If Thomas Jefferson were alive today, I bet I'd be passing him out on the greenway. When our 3rd president died at the age of 83, he lived well past the life expectancy of his time (40). In fact he lived past the life-expectancy of men today! No one will ever really know why he lived such a long life, but I do think the fact that he walked 4 miles a day, had to have helped. He was quoted as saying, " The purpose of walking is to relax the mind." Unbeknownst to him, while he was relaxing his mind, he was keeping his old ticker in shape too! Way to go Tom!

One study comprised of 2,300 healthy men (with an average age of 70), found that men who exercise reduced their death risk before 90 by 20 to 30% (depending on how much and how often they exercise). Regular exercise is not a miracle cure, but what it does do is help keep blood pressure down, obesity at bay, help prevent type two diabetes from occurring, increase mental acuity, help keep cholesterol levels down, and help fight depression, just to name a few of the benefits.

If you're reading this and thinking, "This sounds all well and good, but I'm too old to start exercising", then think again. As I was reading The Greensboro News & Record (my local newspaper) Saturday, the following headline caught my eye—"Celebrating 77, One Lap at a Time." The article (by Jennifer Fernandez) was about 77-year-old, Cal Weimer who celebrated his 77th birthday by riding laps for eight hours around a local park for a total of 77 miles!
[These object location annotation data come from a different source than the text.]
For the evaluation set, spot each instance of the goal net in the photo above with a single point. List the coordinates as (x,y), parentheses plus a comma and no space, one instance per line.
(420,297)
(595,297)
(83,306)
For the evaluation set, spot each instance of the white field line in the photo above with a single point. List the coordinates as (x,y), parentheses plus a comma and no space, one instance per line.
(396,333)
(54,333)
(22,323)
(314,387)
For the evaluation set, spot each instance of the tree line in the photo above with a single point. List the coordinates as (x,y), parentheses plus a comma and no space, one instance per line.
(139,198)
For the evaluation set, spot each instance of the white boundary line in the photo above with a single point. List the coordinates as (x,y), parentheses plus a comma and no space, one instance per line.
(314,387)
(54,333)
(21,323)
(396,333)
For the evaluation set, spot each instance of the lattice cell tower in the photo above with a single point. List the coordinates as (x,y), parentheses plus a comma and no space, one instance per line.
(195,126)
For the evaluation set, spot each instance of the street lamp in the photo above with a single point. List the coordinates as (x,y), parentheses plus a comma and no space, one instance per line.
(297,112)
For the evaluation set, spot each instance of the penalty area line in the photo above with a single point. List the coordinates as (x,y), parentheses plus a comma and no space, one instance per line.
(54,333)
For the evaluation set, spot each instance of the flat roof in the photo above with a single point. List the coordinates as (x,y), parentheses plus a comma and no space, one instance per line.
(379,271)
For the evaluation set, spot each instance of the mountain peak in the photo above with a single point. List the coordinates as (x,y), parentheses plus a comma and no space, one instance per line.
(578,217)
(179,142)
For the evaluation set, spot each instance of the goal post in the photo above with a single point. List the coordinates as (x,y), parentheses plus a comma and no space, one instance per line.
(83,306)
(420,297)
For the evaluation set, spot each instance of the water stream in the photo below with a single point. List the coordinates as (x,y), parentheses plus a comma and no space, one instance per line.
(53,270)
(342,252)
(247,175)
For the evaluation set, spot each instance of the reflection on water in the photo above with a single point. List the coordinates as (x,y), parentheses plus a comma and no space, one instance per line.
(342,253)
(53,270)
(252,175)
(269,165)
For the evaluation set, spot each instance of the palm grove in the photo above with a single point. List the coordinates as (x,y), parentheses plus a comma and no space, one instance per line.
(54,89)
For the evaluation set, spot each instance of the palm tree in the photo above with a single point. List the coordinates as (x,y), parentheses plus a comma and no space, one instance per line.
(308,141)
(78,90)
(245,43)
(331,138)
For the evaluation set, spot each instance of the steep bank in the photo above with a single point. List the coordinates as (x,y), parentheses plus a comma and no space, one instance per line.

Now, I bet some of you are saying, "Yeah, I bet he's been an athlete all his life." Wrong! He didn't start riding until he was 72 when he found a mountain bike left at his house by a former foster child. He said it was tough going at first, but stuck with it and eventually bought a "serious" bike, a Sequoia. The article explained how Cal began logging his miles in a notebook and reading articles on cycling and exercise.

In 2006 he competed in the local Senior Games and even got a 3rd-place finish in the more competitive state games in 2009. The article quotes Cal as saying, " So many people my age, they're sitting all day long and watching TV and not using their minds...and not taking care of their aging bodies. I want to do the best I can. I'm pretty lucky to have lived all these many years."

So, when it's hard getting up in the wee hours of the morning for that long run or you're deciding whether or not to skip that afternoon run, think of Cal riding 77 miles on his 77th B-Day! You go Cal!